I wonder how well you can "bend" sq al stock.. ??


----------



## gus6464 (Dec 19, 2011)

Unless he is going to be using a massive heatsink that's the entire size of the tank he cannot go passive. Wattage is wattage. Nowadays you can get PC fans that are inaudible unless you stand 3 inches next to it. Jeff's solution requires over 300 watts while the cluster one requires considerably less in the 200 range.

You are going to have to make some soft of housing to control light spillage no matter what you do.

You said money doesn't matter so get some Noctua's. Ambient noise is louder than these things.
http://www.newegg.com/Product/Produ...8004&cm_re=noctua_fans-_-35-608-004-_-Product

These are PWM controlled so you can hook them up to a channel on bluefish so they will only spin up at high speed when you are cranking the light.
http://www.newegg.com/Product/Produ...8026&cm_re=noctua_fans-_-35-608-026-_-Product


----------



## Fissure (Jun 29, 2014)

Yeah i have a bunch of noctuas lying around at home. I was planning on getting two large heatsinks made that run the length of the tank. The tank is in the living room and even though the fans don't make any mechanical noise moving air does. And a bunch of noctuas is not very pleasing to the eye to look at either.
Not sure what to do tbh.

Was sketching up the heatsinks and came up with this. Nothing advanced. This way i can also use the flaps I use now so i wont have much light leaking.

Downside is ofc that it will be close to the water surface.
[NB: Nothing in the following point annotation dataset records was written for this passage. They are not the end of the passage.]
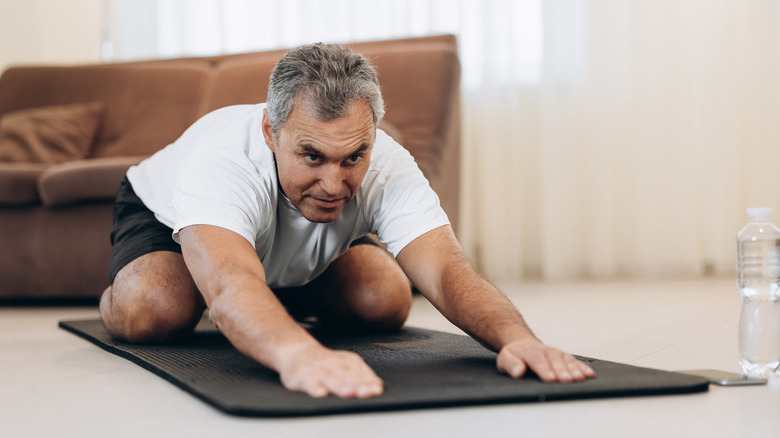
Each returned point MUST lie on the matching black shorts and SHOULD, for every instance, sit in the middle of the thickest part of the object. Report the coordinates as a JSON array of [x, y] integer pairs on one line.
[[137, 232]]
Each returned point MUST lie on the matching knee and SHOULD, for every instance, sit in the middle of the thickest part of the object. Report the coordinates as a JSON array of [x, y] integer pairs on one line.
[[379, 307], [145, 318]]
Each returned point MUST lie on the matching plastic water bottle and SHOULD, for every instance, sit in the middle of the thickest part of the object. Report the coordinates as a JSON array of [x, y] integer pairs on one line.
[[758, 279]]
And 200W?? of heat is pretty much to expect to leave passively. Have no idea if the heatsinks is large enough to keep the LEDs under 85 degrees C?


----------



## O2surplus (Jan 31, 2010)

Is the Makers heat sink available in Sweden? They're available here in various lengths, so ordering one in a 60" length could be an option. They normally come equipped with 1 fan for every foot, so figure that into the cost. I've got a 72" with 6 fans over my tank and it's whisper quiet. Take a look at this- it may give you some good ideas.
http://www.plantedtank.net/forums/showthread.php?t=603658


----------



## Fissure (Jun 29, 2014)

Will check out your build m8!


----------



## Fissure (Jun 29, 2014)

Looked at your thread and that looks awesome. That is something I think could work for me as well. Wish i had the same skills in the electronics department as you 
I think i will go with Veros like gus said. Looks more solid. Now to the problem of finding a way to hook it up to a 6 ch controller.
The meanwell psus and drivers are just so meh! Is there any other brand that does more powerful stuff?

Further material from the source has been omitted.